Using domain names in the "blackbox" probe makes it difficult to tell
the difference between a complete Internet outage and DNS issues. I
switched to using these names when I changed how the firewall routed
traffic to the public DNS servers, since those were the IP addresses
I was using to determine if the Internet was "up." I think it makes
sense, though, to just ping the upstream gateway for that check. If
EverFast changes their routing or numbering, we'll just have to update
our checks to match.
The VM hosts are now managed by the "main" Ansible inventory and thus
appear in the host list ConfigMap.
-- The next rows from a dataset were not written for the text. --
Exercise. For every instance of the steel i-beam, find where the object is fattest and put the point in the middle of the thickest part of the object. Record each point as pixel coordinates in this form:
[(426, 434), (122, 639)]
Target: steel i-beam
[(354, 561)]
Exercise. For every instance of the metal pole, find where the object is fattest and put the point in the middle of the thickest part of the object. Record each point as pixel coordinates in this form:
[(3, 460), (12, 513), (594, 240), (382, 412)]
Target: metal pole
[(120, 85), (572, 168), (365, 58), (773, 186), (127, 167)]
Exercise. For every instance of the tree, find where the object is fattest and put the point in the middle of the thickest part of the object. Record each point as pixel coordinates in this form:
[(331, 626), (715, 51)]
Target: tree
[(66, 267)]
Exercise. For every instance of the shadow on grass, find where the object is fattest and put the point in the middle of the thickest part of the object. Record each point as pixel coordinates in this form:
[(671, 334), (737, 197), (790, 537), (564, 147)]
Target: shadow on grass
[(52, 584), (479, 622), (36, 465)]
As such, they do not need to be
listed explicitly in the static targets list.
I'm not using Matrix for anything anymore, and it seems to have gone
offline. I haven't fully decommissioned it yet, but the Blackbox scrape
is failing, so I'll just disable that bit for now.
This machine never worked correctly; the USB-RS232 adapters would stop
working randomly (and of course it would be whenever I needed to
actually use them). I thought it was something wrong with the server
itself (a Raspberry Pi 3), but the same thing happened when I tried
using a Pi 4.
The new backup server has a plethora of on-board RS-232 ports, so I'm
going to use it as the serial console server, too.
I've rebuilt the Unifi Network controller machine (again);
*unifi3.pyrocufflink.blue* has replaced *unifi2.p.b*. The
`unifi_exporter` no longer works with the latest version of Unifi
Network, so it's not deployed on the new machine.
The [postgres exporter][0] exposes metrics about the operation and
performance of a PostgreSQL server. It's currently deployed on
_db0.pyrocufflink.blue_, the primary server of the main PostgreSQL
cluster.
[0]: https://github.com/prometheus-community/postgres_exporter
All the Kubernetes nodes (except *k8s-ctrl0*) are now running Fedora
CoreOS. We can therefore use the Kubernetes API to discover scrape
targets for the Zincati job.
We don't need to explicitly specify every single host individually.
Domain controllers, for example, are registered in DNS with SRV records.
Kubernetes nodes, of course, can be discovered using the Kubernetes API.
Both of these classes of nodes change frequently, so discovering them
dynamically is convenient.
I don't like having alerts sent by e-mail. Since I don't get e-mail
notifications on my watch, I often do not see alerts for quite some
time. They are also much harder to read in an e-mail client (Fastmail
web an K-9 Mail both display them poorly). I would much rather have
them delivered via _ntfy_, just like all the rest of the ephemeral
notifications I receive.
Fortunately, it is easy enough to integrate Alertmanager and _ntfy_
using the webhook notifier in Alertmanager. Since _ntfy_ does not
natively support the Alertmanager webhook API, though, a bridge is
necessary to translate from one data format to the other. There are a
few options for this bridge, but I chose
[alexbakker/alertmanager-ntfy][0] because it looked the most complete
while also having the simplest configuration format. Sadly, it does not
expose any Prometheus metrics itself, and since it's deployed in the
_victoria-metrics_ namespace, it needs to be explicitly excluded from
the VMAgent scrape configuration.
[0]: https://github.com/alexbakker/alertmanager-ntfy
Patroni, a component of the *postgres poerator*, exports metrics about
the PostgreSQL database servers it manages. Notably, it provides
information about the current transaction log location for each server.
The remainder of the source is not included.